No obstante, hay otros dos actores que pasan desapercibidos y que también tienen un papel destacado en esta historia, ya que resultan claves para que situaciones similares no vuelvan a repetirse, que es lo importante. En principio, no es aceptable que los armadores, a los que sería más ajustado definir como los empresarios, eludan toda la responsabilidad en una práctica que pone muy en riesgo muchas vidas de trabajadores, y en vilo a varios países. Y colocar en los barcos a grupos de gentes armadas -ya sean privadas o públicas- sólo es una huida hacia delante que allana el terreno a nuevos dramas. Es más, militarizar el tema hasta ese nivel despeja cualquier tipo de dudas sobre el contexto en el que se están produciendo estas situaciones: la colonización del Índico por las grandes potencias pesqueras de Occidente y Oriente.
El segundo actor olvidado es el conjunto de la sociedad, a la que alguien tendría que explicar cuánto dinero le va a costar, primero, el rescate y, luego, la inversión en «seguridad extra», y por qué tiene que pagar de su bolsillo una actividad de alto riesgo que sólo pertenece a la esfera del beneficio privado. El tema económico tiene tantas vertientes, y es tan profundo, que no convendría olvidar que en aquellos mares se pesca desde hace muchos siglos; es decir, que no son espacios vírgenes a conquistar. Y recordar que, como sucedió con Canadá tras la «guerra del fletán», como ocurrió después de que Marruecos se apropiara del banco saharaui, o como sucedió en el propio Golfo de Bizkaia no hace tanto y con más de un escopetazo de por medio en la disputa en torno a las cuotas comunitarias y los derechos de uso de los caladeros tradicionales, en estos conflictos hay que buscar una solución que compense a una y otra parte aunque no satisfaga a ninguna.
Es necesario que cambien muchas cosas
Si Somalia continúa siendo un Estado fallido será difícil llegar a ese tipo de acuerdo, pero las potencias pesqueras no deberían seguir persiguiendo «barcos piratas» donde la población de la zona -desde Omán hasta Kenia- sólo ven «guardacostas» que están creando riqueza, no sólo por el cobro de los rescates, sino también porque los caladeros más próximos a la costa han quedado reservados para los pescadores locales.

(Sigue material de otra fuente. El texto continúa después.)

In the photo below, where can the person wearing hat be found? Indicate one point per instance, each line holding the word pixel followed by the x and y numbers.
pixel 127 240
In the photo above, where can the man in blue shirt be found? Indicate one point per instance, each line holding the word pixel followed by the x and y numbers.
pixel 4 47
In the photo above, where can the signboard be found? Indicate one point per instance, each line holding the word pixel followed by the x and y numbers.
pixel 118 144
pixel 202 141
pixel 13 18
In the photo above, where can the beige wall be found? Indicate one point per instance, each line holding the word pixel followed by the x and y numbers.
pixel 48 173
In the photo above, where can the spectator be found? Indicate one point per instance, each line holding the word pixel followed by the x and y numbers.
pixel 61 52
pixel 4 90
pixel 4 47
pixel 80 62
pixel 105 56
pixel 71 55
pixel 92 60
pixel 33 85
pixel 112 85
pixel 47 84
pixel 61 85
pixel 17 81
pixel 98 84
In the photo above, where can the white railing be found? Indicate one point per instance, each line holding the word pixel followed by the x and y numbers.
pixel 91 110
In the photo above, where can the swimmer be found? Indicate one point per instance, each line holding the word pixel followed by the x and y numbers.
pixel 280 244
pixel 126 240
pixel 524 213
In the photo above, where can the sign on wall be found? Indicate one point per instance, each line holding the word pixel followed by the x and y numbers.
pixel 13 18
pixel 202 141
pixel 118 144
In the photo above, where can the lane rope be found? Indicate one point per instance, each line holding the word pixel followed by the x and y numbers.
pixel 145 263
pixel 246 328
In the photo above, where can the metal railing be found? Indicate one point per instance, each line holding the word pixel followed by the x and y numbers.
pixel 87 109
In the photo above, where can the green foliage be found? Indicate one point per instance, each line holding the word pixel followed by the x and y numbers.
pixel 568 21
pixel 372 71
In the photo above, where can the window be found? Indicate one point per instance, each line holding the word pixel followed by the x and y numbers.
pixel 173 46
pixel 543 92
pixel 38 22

Por todo ello, limitarse a subrayar que la responsabilidad directa de los secuestros de barcos en el Índico es de los piratas somalíes es esconder la cabeza bajo tierra como el avestruz para no ver lo que sucede sobre la superficie. Al igual que es una ingenuidad creer que con el final feliz de esta singladura del «Alakrana» algo ha cambiado por aquellos mares. Hoy continúan secuestrados decenas de barcos con sus tripulaciones; como hace dos meses, hoy continúan patrullando la zona barcos pertenecientes a las armadas de varios estados europeos, así como chinos y japoneses; mañana, el mismo «Alakrana» volverá a faenar en ese área, aunque ahora lo hará con gentes armadas.
Más allá de la situación personal de la tripulación secuestrada, no se ha solucionado casi nada. Ni siquiera el Gobierno español está dispuesto a reconocer que, por un largo periodo de tiempo, antepuso supuestas cuestiones de Estado a la vida de los marineros; al contrario, ha preferido mantener la imagen del «estado de derecho» aunque haya sido escribiendo renglones torcidos.